Salisbury also raises a critical professional concern: the new contract potentially conflicts with the General Medical Council’s Good Medical Practice guidance and “Jess’s rule,” both of which require GPs to refer patients when they have reached the limits of their expertise or lack a clear diagnosis. If the advice and guidance system becomes a barrier to referral rather than a support, GPs may find themselves unable to fulfil these professional duties without breaching contract terms.
The imposition of this contract itself reflects fractured relations between government and the profession. For four of the past five years, no agreed contract has been reached, with the government imposing terms unilaterally. This year, the government withdrew from negotiations with the BMA’s GP Committee entirely, instead consulting a wider range of stakeholders and holding only a single meeting with GP representatives. The result has been a contract negotiated without primary care doctors at the table.
The contract does include positive measures: relaxed rules allow primary care networks to employ any qualified GP (not just those newly qualified), and new direct payments to practices for recruiting additional GPs aim to tackle the paradox of GP unemployment despite widespread shortages.
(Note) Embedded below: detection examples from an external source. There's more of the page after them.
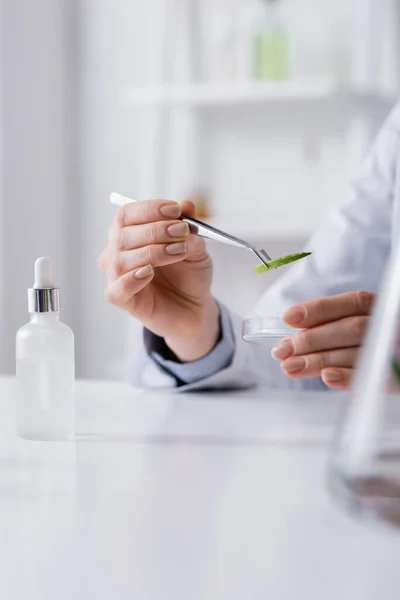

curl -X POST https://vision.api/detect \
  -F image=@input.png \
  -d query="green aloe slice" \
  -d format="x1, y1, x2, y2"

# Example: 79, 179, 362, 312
255, 252, 311, 275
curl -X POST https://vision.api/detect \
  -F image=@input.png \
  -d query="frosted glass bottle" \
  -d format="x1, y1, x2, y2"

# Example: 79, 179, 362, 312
16, 257, 75, 440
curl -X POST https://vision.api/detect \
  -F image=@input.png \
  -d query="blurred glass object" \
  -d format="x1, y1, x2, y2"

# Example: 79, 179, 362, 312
328, 238, 400, 527
242, 316, 299, 348
254, 0, 291, 80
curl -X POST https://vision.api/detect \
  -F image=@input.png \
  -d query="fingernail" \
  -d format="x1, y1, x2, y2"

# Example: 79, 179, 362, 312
271, 340, 294, 360
165, 242, 187, 254
282, 356, 307, 373
135, 265, 153, 279
324, 371, 343, 383
160, 204, 181, 219
167, 223, 189, 237
283, 306, 306, 325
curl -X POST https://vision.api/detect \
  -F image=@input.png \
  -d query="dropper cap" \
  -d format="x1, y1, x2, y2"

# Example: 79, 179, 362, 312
28, 256, 61, 314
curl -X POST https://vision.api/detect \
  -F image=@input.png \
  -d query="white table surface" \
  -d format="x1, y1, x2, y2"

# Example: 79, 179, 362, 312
0, 378, 400, 600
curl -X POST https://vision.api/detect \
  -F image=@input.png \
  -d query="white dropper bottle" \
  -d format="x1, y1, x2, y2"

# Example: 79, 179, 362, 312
16, 257, 75, 440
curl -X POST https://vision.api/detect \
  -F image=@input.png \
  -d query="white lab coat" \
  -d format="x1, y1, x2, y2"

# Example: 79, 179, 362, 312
133, 104, 400, 391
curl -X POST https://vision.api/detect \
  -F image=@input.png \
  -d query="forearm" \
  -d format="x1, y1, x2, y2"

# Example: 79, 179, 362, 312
165, 296, 221, 363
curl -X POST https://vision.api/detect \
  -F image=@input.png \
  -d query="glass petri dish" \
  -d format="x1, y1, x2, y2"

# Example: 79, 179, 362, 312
242, 316, 300, 344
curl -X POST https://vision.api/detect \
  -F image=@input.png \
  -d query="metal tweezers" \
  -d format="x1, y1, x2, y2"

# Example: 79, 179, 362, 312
181, 215, 272, 267
110, 192, 272, 268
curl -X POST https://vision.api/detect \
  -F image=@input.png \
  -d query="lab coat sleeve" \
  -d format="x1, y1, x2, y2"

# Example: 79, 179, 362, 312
130, 102, 400, 391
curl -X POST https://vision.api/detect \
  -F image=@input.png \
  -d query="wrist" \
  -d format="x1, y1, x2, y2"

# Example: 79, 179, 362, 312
165, 297, 221, 362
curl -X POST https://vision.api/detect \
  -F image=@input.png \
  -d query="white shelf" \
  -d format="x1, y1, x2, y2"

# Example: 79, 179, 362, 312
203, 215, 313, 242
123, 77, 389, 108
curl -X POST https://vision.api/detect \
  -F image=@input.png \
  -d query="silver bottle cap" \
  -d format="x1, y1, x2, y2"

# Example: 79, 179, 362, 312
28, 288, 61, 314
28, 256, 61, 314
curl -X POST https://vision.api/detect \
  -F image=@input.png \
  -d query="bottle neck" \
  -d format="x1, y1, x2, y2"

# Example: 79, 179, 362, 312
31, 313, 60, 325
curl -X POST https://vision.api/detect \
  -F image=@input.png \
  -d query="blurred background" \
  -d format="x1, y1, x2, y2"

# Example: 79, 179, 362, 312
0, 0, 400, 378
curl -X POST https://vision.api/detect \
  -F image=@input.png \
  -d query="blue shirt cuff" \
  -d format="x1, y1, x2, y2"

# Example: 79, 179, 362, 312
144, 305, 235, 385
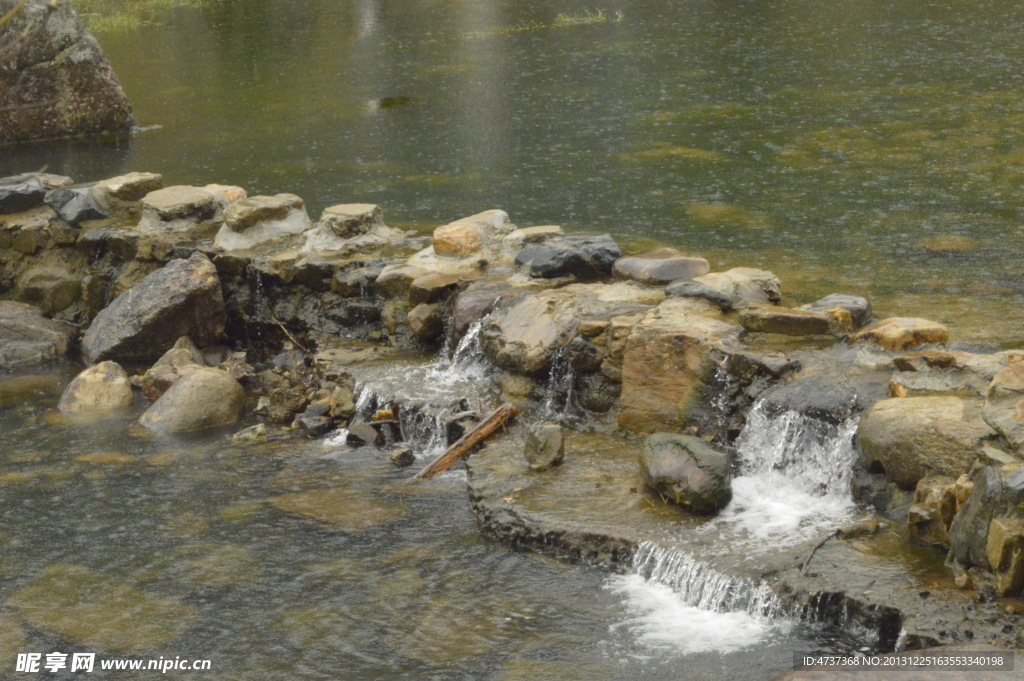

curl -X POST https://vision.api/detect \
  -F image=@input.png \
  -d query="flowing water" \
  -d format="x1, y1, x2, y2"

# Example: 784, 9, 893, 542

However, these improvements, Salisbury argues, risk being negated by workload pressures that make practice unsustainable.
The question now is whether this contract will achieve its stated aims of improving access and supporting elective recovery, or whether it will create new bottlenecks as GPs struggle to absorb investigative work whilst maintaining same-day urgent access and delivering preventive care. The answers will become apparent as practices implement the changes from April 2025.
Source: @bmj_latest
Key Takeaways
- GPs fear the new “advice and guidance” service will push specialist-level investigations into community practice, overwhelming already stretched resources
- A contractual requirement to “deal with” clinically urgent patients same-day may damage continuity of care and force practices away from preventive medicine
- The imposed contract was negotiated without meaningful GP input, reflecting ongoing tensions between government and the profession
- New funding for additional GPs is welcome but risks being undermined if excessive workload makes practices unsustainable
What This Means for Kent Residents
Kent residents should be aware that changes to how GPs manage referrals and urgent appointments could affect access to specialist care. If practices are required to complete more investigations before consultants will see patients, this may add delays for some conditions. However, the ambition to move more care into community settings can benefit patients if practices have the capacity. Kent and Medway NHS Trust and local Integrated Care Boards will play important roles in implementing these changes fairly. Patients concerned about accessing specialist services should speak with their GP practice to understand local arrangements, and report any significant delays to NHS England. The King’s Fund and BMJ continue to monitor how these contract changes affect service delivery across England.